Andrea nods, as if that were the answer she'd expected. "Well."


They sit in silence as a waitress efficiently cleans their little section of the table. It's past time for them to have left, but still they sit here, sensing that there's more that must be said.

"You must be relieved," Miranda says at last. At Andrea's quizzical expression: "To have gotten over your feelings for me, I mean. Your crush."

Andrea flinches. "Miranda, getting over you is the hardest thing I've ever done. And—part of me will never get over you, not really. I hope that doesn't scare you away from our friendship. I promise, nothing will change for me. Everything will be like it was before."
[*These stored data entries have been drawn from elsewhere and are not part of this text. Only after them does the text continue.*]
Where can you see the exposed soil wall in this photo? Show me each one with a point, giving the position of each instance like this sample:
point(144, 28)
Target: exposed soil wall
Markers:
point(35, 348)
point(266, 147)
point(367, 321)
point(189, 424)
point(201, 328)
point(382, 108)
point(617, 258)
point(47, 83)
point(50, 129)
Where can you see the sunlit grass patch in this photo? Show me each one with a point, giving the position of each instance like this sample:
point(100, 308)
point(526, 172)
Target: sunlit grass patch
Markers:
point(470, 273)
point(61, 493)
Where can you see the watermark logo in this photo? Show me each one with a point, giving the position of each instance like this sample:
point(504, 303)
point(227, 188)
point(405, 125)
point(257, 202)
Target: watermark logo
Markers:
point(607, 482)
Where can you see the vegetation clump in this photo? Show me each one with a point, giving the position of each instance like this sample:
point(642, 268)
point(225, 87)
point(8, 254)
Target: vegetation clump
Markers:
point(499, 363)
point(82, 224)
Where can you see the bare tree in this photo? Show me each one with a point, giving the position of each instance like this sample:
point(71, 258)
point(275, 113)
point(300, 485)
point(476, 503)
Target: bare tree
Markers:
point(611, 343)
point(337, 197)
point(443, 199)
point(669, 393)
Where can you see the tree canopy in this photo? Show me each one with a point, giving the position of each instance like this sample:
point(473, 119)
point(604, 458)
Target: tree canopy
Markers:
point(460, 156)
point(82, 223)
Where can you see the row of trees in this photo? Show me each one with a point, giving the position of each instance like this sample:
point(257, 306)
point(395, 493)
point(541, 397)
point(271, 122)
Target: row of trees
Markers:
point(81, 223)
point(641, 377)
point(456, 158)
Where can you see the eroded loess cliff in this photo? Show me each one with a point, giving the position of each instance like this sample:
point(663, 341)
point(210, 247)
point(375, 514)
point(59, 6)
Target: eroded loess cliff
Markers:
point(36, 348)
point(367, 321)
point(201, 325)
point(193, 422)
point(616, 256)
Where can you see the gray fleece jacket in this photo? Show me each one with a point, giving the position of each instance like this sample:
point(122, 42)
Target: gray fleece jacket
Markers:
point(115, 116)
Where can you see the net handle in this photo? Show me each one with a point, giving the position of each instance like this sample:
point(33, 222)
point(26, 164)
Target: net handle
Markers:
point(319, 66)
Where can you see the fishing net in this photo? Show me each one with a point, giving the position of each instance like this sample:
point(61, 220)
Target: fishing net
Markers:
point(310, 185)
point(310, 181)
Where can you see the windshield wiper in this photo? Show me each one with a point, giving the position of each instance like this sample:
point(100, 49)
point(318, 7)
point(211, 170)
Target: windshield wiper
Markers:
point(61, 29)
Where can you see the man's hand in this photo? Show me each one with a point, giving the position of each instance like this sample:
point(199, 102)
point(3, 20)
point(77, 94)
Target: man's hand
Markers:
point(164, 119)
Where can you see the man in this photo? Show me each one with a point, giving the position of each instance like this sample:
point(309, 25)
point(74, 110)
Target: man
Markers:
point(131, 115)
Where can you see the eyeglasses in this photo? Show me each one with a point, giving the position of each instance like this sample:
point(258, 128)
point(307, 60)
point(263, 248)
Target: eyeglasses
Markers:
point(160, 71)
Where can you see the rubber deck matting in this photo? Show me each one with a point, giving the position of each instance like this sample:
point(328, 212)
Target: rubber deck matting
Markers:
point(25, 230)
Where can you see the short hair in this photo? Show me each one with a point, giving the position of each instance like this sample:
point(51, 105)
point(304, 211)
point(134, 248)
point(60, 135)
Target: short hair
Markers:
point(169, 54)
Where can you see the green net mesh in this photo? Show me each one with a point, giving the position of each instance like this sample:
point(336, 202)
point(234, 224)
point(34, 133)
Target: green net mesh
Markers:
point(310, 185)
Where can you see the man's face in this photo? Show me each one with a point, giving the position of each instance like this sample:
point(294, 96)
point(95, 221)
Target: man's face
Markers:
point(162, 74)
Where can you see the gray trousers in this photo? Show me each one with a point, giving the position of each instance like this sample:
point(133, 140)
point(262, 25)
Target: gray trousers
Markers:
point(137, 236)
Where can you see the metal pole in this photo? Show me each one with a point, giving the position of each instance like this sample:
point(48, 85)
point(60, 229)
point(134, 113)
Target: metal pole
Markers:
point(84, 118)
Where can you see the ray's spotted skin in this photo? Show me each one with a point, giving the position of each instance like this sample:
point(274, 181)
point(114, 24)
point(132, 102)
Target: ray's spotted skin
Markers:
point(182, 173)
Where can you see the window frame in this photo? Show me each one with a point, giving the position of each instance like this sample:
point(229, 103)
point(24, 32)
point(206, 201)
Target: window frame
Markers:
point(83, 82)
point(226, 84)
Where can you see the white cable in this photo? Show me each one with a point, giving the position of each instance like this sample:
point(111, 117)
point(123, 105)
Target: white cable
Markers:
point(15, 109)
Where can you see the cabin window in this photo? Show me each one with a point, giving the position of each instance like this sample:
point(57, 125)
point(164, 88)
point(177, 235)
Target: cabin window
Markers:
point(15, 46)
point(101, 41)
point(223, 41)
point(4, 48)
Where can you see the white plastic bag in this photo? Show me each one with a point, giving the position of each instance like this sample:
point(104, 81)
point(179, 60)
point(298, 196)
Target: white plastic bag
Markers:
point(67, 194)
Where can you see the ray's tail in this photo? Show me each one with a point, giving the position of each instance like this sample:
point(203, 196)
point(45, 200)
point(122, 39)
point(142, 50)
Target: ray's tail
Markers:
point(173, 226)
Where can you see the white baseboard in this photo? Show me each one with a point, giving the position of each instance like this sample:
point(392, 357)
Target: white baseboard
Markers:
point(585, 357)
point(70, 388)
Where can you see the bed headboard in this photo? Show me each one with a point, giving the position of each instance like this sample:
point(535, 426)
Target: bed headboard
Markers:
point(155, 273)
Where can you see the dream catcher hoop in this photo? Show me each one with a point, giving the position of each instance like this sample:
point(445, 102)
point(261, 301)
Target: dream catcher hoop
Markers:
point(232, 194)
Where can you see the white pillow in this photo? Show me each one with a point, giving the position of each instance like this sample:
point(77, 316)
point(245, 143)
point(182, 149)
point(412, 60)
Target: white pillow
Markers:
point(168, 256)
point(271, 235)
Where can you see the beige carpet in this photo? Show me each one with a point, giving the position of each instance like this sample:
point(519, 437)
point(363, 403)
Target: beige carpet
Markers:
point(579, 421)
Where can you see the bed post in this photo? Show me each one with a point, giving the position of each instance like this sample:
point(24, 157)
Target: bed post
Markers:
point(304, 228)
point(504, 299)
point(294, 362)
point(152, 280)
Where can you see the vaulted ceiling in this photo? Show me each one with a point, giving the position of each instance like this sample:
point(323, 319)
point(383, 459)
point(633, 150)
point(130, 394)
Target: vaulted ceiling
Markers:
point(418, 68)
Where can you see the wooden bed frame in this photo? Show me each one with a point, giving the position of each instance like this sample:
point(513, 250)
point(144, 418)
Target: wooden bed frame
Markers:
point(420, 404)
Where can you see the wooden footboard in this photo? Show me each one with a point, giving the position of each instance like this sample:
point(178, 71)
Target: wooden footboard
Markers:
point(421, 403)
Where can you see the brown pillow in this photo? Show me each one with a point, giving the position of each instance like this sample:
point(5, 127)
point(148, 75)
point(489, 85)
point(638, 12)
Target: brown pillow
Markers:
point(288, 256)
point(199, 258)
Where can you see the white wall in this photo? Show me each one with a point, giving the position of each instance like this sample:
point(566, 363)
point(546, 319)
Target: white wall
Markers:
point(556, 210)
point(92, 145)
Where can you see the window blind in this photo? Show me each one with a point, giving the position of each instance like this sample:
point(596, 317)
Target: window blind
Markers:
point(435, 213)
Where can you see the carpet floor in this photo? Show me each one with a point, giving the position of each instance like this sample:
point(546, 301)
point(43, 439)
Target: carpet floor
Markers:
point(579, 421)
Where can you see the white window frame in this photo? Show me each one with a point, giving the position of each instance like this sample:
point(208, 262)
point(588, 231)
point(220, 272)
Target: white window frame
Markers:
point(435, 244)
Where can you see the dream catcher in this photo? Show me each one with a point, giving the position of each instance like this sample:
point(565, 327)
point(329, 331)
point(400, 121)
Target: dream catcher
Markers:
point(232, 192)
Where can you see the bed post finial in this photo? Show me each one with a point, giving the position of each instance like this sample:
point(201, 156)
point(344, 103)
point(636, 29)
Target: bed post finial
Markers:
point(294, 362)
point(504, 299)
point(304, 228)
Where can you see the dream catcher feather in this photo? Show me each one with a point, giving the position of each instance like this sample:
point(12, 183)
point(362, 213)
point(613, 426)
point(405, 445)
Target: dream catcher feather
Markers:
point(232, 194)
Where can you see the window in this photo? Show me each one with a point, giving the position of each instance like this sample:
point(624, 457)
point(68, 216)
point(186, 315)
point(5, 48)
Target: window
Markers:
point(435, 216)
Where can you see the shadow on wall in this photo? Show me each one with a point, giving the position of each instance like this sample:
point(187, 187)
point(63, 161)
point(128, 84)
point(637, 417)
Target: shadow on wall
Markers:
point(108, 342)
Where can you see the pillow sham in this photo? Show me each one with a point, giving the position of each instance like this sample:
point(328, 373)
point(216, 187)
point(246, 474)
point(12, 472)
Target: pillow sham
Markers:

Miranda is quiet as she summons every reserve of courage in her being. "Nothing is as it was before," she says softly. "One way or another, it never will be again."

Andrea looks down at her lap, where she's wringing her hands together. "I understand."

"No. I don't think you do. Andrea, look at me."

Because Andrea is a woman of astonishing bravery, she does, though pain swirls in those soft brown eyes.

"I want to be happy for you," Miranda tells her. "I want to encourage you to move on, to find someone as young and vibrant and beautiful as you. But I can't do that. Because maybe you can get over me, can act as if nothing has changed between us. But I can't. I can't get over you, Andrea. I don't want to. And I can't pretend otherwise, not any longer."

Andrea whispers, "Miranda, what are you saying?"

I love you. "I'm asking you out," Miranda says, because her courage only goes so far. "Andrea Sachs, will you take a chance on me and accompany me on a date?"

"Yes," Andrea says quickly, almost before Miranda finishes speaking. "Yes, of course I will."

Miranda blinks, dazed. "Are you certain?"

Andrea laughs and smiles that wide, open smile that never fails to create a pool of warmth in Miranda's stomach. "More certain than I've ever been about anything. What about you? Are you certain?"

"More certain than I've ever been about anything," Miranda says, and, daringly, reaches out to cup Andrea's face with her hand, savoring the moment as she brushes her thumb across the corner of that enchanting smile.